If members of parliament eat at least once a day they are supporters of agriculture. We know that the return of farmers from the marketplace is getting lower and lower while the grocery stores and the middle men reap the profits from our world-class food system. The extra billion dollars announced in January by the minister of agriculture is welcome news. I look forward to further discussions on farm aid as we work toward an appropriate national farm safety net system that treats all farmers equally.

Factoring in the costs of production as the old GRIP accomplished would be right and proper. Having spoken with Ron McDougall, Ken Bee, chairman of the Ontario Soybean Growers Marketing Board, Don McCabe of the Ontario Corn Producers, and Ron Martin who is with the Ontario Wheat Growers, I acknowledge their concerns. These gentlemen, among others, are urging the government to extend the market revenue insurance plan beyond the next two years to help in long term financial planning. They have made a number of excellent suggestions as well to improve the national safety net program.

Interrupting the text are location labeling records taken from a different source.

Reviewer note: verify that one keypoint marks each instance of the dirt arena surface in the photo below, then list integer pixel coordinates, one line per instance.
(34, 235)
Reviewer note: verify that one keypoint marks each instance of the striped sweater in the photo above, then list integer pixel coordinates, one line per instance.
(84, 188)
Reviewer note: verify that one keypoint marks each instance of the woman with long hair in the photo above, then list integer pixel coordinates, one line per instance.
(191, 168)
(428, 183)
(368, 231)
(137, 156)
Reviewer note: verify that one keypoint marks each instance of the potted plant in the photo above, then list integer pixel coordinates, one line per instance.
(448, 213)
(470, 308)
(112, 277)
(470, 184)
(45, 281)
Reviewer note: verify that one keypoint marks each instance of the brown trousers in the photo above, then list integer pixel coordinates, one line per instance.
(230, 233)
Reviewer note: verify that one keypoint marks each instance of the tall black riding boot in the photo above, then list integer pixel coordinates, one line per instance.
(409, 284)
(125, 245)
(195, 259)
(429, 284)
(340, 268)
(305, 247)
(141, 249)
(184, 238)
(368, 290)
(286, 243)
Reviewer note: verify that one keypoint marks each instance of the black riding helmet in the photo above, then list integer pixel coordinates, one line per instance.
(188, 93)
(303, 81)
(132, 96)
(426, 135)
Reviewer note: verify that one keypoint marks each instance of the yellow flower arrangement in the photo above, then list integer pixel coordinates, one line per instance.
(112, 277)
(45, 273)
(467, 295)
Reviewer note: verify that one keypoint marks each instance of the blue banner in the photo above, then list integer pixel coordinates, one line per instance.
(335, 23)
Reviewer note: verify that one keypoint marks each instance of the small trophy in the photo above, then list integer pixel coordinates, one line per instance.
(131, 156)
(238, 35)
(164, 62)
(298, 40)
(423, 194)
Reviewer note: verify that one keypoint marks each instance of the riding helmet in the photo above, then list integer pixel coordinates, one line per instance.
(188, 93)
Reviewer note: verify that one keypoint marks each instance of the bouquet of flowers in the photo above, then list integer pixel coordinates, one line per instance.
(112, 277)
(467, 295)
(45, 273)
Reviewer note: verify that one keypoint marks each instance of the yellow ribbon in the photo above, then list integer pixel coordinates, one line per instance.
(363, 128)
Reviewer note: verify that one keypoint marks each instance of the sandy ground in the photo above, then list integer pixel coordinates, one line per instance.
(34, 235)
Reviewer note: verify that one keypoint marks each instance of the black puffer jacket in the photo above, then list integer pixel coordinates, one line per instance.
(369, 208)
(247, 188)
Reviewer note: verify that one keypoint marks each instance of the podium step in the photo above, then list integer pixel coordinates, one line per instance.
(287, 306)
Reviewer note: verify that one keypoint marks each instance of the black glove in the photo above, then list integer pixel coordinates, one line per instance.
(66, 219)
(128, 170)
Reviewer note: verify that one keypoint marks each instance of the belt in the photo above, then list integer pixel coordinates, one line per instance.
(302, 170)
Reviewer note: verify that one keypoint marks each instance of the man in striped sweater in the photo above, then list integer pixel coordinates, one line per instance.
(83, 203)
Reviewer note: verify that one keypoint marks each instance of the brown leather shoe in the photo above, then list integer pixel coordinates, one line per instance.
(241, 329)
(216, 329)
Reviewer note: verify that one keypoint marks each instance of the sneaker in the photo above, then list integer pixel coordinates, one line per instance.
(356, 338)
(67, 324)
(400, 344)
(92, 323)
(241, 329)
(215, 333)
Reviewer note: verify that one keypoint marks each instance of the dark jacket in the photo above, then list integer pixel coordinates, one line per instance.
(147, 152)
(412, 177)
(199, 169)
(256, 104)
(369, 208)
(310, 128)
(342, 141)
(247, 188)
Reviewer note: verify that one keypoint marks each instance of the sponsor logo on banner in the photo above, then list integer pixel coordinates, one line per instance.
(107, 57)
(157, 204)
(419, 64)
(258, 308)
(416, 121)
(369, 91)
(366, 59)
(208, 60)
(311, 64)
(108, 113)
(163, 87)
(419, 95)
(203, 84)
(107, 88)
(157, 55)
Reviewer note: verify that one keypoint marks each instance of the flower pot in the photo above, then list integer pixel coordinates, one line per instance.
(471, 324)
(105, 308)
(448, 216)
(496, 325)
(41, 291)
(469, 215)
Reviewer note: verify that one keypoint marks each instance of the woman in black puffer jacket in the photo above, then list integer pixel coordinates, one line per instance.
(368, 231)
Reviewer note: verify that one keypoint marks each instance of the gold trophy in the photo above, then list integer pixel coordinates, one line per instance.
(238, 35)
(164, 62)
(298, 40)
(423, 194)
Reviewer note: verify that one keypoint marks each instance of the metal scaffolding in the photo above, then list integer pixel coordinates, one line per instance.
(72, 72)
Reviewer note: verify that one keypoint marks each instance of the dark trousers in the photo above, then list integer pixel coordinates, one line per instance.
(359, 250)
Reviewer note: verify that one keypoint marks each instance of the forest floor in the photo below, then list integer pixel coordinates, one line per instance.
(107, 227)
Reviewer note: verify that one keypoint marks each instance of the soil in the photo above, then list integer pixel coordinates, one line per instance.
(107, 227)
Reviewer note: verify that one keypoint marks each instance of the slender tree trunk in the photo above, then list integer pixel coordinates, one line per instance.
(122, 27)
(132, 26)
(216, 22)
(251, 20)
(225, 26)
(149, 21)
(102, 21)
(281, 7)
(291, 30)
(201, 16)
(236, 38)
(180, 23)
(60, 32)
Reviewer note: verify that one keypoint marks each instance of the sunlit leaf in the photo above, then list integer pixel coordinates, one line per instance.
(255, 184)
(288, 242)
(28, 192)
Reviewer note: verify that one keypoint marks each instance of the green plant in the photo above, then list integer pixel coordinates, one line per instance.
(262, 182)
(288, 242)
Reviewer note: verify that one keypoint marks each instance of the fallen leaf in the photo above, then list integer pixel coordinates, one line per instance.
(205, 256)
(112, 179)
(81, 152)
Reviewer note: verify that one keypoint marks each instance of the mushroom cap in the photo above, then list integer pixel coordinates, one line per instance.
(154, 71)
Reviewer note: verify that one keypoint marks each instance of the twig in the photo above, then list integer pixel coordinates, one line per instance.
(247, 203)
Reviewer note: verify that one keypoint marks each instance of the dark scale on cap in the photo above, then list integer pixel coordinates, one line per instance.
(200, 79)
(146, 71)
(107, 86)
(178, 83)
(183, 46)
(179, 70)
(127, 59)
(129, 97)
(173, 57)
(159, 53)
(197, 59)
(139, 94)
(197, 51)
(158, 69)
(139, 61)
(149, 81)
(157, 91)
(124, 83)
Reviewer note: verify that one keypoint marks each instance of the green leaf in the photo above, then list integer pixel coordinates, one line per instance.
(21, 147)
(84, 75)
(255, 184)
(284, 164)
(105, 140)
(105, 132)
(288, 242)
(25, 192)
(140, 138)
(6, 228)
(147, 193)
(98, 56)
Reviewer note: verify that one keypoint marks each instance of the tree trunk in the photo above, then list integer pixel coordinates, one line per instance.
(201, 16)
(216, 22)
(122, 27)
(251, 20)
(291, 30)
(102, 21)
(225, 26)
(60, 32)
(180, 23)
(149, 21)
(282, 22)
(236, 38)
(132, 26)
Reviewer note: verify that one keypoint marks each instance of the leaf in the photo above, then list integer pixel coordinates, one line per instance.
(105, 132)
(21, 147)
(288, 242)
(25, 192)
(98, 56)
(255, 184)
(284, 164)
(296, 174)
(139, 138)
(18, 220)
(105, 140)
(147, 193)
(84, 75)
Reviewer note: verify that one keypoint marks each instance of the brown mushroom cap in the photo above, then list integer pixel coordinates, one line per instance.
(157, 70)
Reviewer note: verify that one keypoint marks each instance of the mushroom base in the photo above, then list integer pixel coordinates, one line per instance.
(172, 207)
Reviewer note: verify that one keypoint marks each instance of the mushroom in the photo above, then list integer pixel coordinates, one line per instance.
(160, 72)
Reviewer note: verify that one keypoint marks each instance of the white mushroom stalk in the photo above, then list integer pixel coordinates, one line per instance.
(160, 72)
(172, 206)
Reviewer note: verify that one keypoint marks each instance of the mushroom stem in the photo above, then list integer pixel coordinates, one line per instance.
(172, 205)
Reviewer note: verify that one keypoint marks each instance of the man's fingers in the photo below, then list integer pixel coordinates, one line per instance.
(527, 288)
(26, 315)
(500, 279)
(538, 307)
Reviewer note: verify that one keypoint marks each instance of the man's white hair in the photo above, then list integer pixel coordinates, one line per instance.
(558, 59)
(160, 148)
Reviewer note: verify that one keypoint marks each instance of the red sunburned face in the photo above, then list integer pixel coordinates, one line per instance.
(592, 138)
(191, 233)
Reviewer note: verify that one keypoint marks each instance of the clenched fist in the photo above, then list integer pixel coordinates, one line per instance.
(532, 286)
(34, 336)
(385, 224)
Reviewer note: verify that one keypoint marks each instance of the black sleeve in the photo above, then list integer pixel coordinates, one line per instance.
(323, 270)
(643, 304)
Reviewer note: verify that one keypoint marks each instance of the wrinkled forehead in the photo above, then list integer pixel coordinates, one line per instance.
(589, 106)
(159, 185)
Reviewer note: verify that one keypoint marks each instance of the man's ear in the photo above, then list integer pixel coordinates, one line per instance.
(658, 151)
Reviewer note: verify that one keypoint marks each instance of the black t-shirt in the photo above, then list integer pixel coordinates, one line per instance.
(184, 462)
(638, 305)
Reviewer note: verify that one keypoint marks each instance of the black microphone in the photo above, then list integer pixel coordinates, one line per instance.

In a recent speech by Philip Shaw of Dresden, Ontario, writer of “Under the Agridome” in the Voice of the Farmer publication, he points out that a first rate and viable safety net is absolutely essential if farmers in Ontario and elsewhere in Canada are to sustain a long term agricultural outlook. I agree with him. Let us work together and put these ideas into action on behalf of our primary producers.

On behalf of my constituents I believe the budget sets a course for a better future by taking action on what matters. We are resolute in sustaining sound financial management by keeping the budget balanced, putting a curb on reckless government spending, continuing our prudent approach to budget planning, lowering our national debt and offering tax cuts across the board, helping families, farmers and rural communities.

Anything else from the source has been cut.